C'est un peu comme si le CCNR avait conclu qu'on peut dire n'importe quoi sur une personne, à condition de ne pas utiliser les mots «fif», «tapette» ou «faggot», a martelé M. Foster.

Le CQGL craint que la controverse entourant Money for Nothing ne mine la crédibilité des organismes qui luttent avec sérieux contre la discrimination et la violence. Ces histoires «farfelues» font couler beaucoup d'encre, au détriment de causes plus importantes et plus graves, a expliqué M. Foster. «Les gens vont penser qu'on crie au loup à tout bout de champ. C'est problématique», a-t-il fait valoir.

La décision du CCNR fait suite à une plainte d'une auditrice de la station CHOZ-FM à Saint-Jean, Terre-Neuve-et-Labrador.

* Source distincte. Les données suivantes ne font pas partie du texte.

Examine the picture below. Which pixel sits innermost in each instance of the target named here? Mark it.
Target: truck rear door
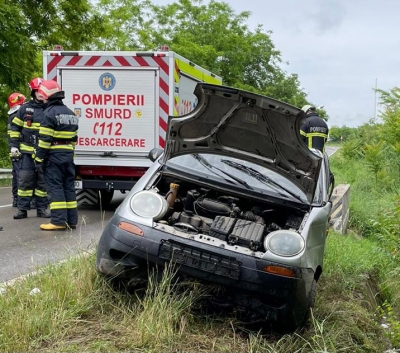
(117, 109)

Un comité du conseil a conclu que même si le terme «faggot» a pu avoir été acceptable à un moment donné dans le passé, il est aujourd'hui devenu inacceptable dans la majorité des circonstances. Le comité note également que la diffusion de Money for Nothing serait acceptable si la chanson était «convenablement modifiée».

Ce jugement rendu la semaine dernière a été vertement critiqué. Des stations de radio de Halifax et d'Edmonton ont joué la chanson en boucle pendant une heure, en fin de semaine, afin de manifester leur désaccord.